In recent years, many businesses and individuals have closed down because of underlying debts. More than 700,000 Americans declared bankruptcy in 2017. And more so in the last half of 2020 because of the pandemic. It is reported that the number of bankruptcies in the latter year has exceeded the number of filings seen in any other year since 2012.

But what is bankruptcy? Will filing for bankruptcy help you in settling your debts? How will it affect your status in the credit community? Will you still be able to make a loan or mortgage despite your record? Here are the things that you need to know about this proceeding.

Bankruptcy Defined

It is a legal process that helps you get relief from your debt by eliminating all or part of it. It calls for you to demonstrate that you are unable to pay and requires a process to liquidate some of your assets to pay off a portion of your debts. In some cases, you can reorganize the company and pay your debts without any work interruption. 

The federal courts shall handle the process, and its conduct will be based on the underlying rules outlined by the Bankruptcy Code. There are still more details about bankruptcy that we all need to know and understand. 

Forms of Bankruptcy 

There are several types of bankruptcy, and each has a salient feature that differs from other forms. They are referred to as ‘Chapters’ in the Bankruptcy Code. They are Chapter 7, Chapter 11, and Chapter 13.

  • Chapter 7 involves the liquidation of assets, and the proceeds are made to pay your creditors. That means you will lose some of your property. However, this will only apply to the liquidation of non-exempt assets. You can still retain some of your possessions, including your primary home, furniture, and tools needed for your trade, which all fall under the exemption.

However, this will negatively affect you because the bankruptcy information will remain in your credit report for ten years. It can affect your credit standing, and you will have difficulty in, say, getting a car loan or mortgage. This kind of bankruptcy is also called straight bankruptcy.

  • Chapter 11, on the hand, deals with reorganization within the company. They continue to be operational, but the company has to make adjustments to increase their profits and pay off their creditors. But others find this process expensive and complicated.

Under Chapter 11 bankruptcy, the main point here is the reorganization and not liquidation. It does not interrupt the conduct of their business while working out on the repayment plan.
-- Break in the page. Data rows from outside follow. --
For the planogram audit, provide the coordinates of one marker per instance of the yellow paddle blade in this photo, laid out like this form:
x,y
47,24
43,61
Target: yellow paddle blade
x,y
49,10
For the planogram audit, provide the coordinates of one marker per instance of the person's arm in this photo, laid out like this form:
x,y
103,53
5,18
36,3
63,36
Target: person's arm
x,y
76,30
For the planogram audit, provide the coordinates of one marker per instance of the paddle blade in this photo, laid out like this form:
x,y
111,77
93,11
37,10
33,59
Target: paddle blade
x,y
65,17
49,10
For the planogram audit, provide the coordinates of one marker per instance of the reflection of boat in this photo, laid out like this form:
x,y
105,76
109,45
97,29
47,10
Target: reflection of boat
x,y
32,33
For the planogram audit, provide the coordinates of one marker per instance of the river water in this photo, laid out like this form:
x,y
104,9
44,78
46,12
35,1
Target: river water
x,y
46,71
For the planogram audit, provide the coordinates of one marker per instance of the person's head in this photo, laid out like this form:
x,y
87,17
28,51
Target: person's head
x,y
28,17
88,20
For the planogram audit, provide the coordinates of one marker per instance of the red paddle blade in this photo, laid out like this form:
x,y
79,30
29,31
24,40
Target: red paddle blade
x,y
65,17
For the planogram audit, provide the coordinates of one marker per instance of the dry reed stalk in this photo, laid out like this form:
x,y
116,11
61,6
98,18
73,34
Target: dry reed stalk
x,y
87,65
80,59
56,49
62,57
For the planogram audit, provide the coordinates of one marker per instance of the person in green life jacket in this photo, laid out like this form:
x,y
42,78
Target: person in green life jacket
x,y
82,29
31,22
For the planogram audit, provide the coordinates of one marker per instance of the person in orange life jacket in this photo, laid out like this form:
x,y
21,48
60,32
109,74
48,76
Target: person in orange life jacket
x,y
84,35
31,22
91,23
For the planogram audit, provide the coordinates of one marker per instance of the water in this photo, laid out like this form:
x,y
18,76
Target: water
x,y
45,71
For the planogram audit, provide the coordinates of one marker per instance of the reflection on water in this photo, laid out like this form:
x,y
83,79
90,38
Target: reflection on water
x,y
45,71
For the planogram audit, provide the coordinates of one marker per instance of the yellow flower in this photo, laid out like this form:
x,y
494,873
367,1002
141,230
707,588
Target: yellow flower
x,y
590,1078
This process is under the supervision of the court. 

  • Chapter 13 allows you to make a repayment of your debt for a specific period. There will be a repayment plan that will run from three to five years. Once this is settled, your debt will be discharged even if you only repaid a part of it.  

Also called the wage earner’s plan, this is a better option because it will only stay in your credit report for seven years from the date of filing. Unlike Chapter 7, you are not required to surrender certain properties once the bankruptcy proceeding is initiated. 
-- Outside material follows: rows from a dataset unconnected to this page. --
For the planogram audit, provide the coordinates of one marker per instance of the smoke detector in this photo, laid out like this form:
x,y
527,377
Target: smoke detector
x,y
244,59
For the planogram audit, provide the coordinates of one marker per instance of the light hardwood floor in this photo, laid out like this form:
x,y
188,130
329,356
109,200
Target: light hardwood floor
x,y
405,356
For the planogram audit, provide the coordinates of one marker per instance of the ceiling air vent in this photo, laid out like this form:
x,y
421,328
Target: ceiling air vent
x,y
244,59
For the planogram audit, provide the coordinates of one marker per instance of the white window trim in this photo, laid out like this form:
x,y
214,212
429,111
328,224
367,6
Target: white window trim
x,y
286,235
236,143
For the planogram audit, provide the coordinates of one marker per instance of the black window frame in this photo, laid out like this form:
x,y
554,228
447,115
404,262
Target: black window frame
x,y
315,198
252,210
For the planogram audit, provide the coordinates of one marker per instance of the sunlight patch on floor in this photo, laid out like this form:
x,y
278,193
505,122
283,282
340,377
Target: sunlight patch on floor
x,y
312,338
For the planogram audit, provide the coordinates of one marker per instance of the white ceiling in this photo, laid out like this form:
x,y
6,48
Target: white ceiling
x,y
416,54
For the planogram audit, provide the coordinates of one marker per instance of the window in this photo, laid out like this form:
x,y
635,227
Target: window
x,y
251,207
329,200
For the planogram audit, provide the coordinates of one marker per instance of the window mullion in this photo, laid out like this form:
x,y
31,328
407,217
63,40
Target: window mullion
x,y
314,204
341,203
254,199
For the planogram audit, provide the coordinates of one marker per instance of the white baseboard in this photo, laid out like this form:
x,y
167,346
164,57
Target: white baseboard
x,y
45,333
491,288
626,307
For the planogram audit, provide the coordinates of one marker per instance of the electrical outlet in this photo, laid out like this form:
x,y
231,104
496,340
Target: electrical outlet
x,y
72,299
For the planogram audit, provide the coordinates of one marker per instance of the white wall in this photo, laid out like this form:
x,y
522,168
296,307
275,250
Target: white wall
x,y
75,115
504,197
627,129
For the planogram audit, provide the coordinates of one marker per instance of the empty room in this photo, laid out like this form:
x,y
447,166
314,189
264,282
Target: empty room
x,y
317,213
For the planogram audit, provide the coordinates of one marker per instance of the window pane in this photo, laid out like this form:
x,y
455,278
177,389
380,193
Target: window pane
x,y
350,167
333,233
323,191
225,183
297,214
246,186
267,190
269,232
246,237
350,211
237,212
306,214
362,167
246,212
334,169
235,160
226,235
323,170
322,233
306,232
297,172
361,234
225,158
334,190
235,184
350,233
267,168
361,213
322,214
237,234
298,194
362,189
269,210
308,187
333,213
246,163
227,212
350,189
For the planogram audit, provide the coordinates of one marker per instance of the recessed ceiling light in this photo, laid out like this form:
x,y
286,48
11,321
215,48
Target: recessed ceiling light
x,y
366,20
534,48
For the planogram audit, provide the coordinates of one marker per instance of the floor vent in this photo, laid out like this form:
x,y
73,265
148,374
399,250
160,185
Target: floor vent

Getting Bankruptcy Off Your Credit Record

Getting a bankruptcy report removed from your credit report takes a lot of time, depending on the kind of bankruptcy that you filed. Although it will automatically delete, it will take years before it is completely gone, and this spells a certain inconvenience on your part. Your financial situation is still open to any potential creditors and may hurt your chances.

You can challenge any erroneous report on your record. Go over your credit record after your bankruptcy case. This is how to get bankruptcy off credit report early. Any inconsistency or error is an opportunity to remove bankruptcy. It will give you a chance to repair your credit. 

If you have been through a bankruptcy case, avoid making the same mistakes. It is hard to go through the same problems again. You are given another chance to pick up the pieces of your life. Review your credit records, work hard to repair your credit, and keep yourself debt-free.   

Takeaway

Filing for bankruptcy is usually the last resort of most individuals and businesses to save their finances, but it will also make a dent in your credit standing and cause you to lose more than you gain. Creditors will be wary of you because of your financial history. It will also take some time before you can clear your credit record.

This is a tedious process that will exhaust you and your resources; therefore, it is proper to avoid this situation. It is best that you anticipate any potential challenges that may come your way, manage your income, cut on some unnecessary costs, and make your debt a priority.

This is a tedious process that will exhaust you and your resources; therefore, it is proper to avoid this situation. It is best that you anticipate any potential challenges that may come your way, manage your income, cut on some unnecessary costs, and make your debt a priority. 


The views and opinions expressed in this article are those of the author(s) and do not necessarily reflect those of BK Reader.